Ne Jetez Plus Vos Feuilles de Poireau, un Trésor Nutritionnel Inattendu
Un trésor nutritionnel : ne jetez plus vos feuilles de poireau
Pendant longtemps, j’avais le même réflexe que beaucoup d’autres : je coupais le poireau au niveau du blanc, et les feuilles vertes partaient directement à la poubelle. Je pensais qu’elles étaient trop dures, trop fibreuses, et qu’elles servaient surtout pour le compost. Je n’avais pas l’idée qu’elles pouvaient devenir un allié précieux en cuisine.
Un jour, en regardant la quantité de légumes que je jetais, j’ai réalisé qu’environ 40 % du poireau disparaissait à chaque préparation. Avec la hausse du prix des courses, cette perte m’a fait réfléchir. Je me suis demandé comment transformer ce vert de poireau, souvent considéré comme un déchet, en une ressource utile et savoureuse.
Pourquoi le vert de poireau vaut-il plus qu’on ne le pense ?
Le vert de poireau représente presque la moitié du légume entier, mais il est peu utilisé. On lui reproche sa texture fibreuse, ce qui pousse à ne garder que le blanc, tendre et sucré. Pourtant, ces feuilles vertes sont riches en fibres, en vitamines A et C, en antioxydants, ainsi qu’en minéraux comme le fer. Pour 100 g, elles ne contiennent qu’environ 30 kcal.
Côté saveur, la différence est aussi notable. Le blanc apporte une douceur presque sucrée, tandis que le vert de poireau offre une saveur herbacée, plus corsée, avec une pointe piquante. En le considérant comme une herbe aromatique puissante plutôt que comme un reste, on comprend qu’il peut donner du relief à de nombreuses recettes, surtout en fin d’hiver, quand la cuisine a parfois besoin d’un peu de pep’s.
Ma recette anti-gaspi : le bouillon de vert de poireau
Pour ne pas me compliquer la vie, j’ai adopté une habitude simple : je réserve un grand sac au congélateur. Chaque fois que je cuisine, je lave soigneusement les feuilles vertes, je les coupe grossièrement et je les mets dans ce sac. J’y ajoute aussi des épluchures de carottes, des premières couches d’oignons, du céleri ou des tiges de persil. Quand le sac atteint environ 300 g, je prépare mon bouillon de légumes maison.

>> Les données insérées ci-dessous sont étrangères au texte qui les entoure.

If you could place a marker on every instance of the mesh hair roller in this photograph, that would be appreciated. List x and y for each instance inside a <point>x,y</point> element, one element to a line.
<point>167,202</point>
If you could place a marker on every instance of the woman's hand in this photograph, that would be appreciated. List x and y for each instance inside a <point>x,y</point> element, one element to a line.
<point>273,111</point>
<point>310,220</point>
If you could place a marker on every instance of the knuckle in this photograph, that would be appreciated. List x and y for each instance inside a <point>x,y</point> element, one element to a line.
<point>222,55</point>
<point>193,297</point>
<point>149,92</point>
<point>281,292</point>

Je verse ces légumes encore congelés dans une grande marmite avec 2 litres d’eau froide, un bouquet garni, quelques grains de poivre, et, si nécessaire, une cuillère à café de gros sel. Je porte à ébullition, puis je laisse mijoter doucement pendant 45 minutes avec le couvercle entrouvert. Ensuite, je filtre le bouillon à l’aide d’un chinois, en pressant juste assez pour récupérer les saveurs sans transformer les légumes en purée. Le résultat est un liquide ambré, parfumé, qui remplace aisément les cubes industriels souvent trop salés et pleins d’additifs.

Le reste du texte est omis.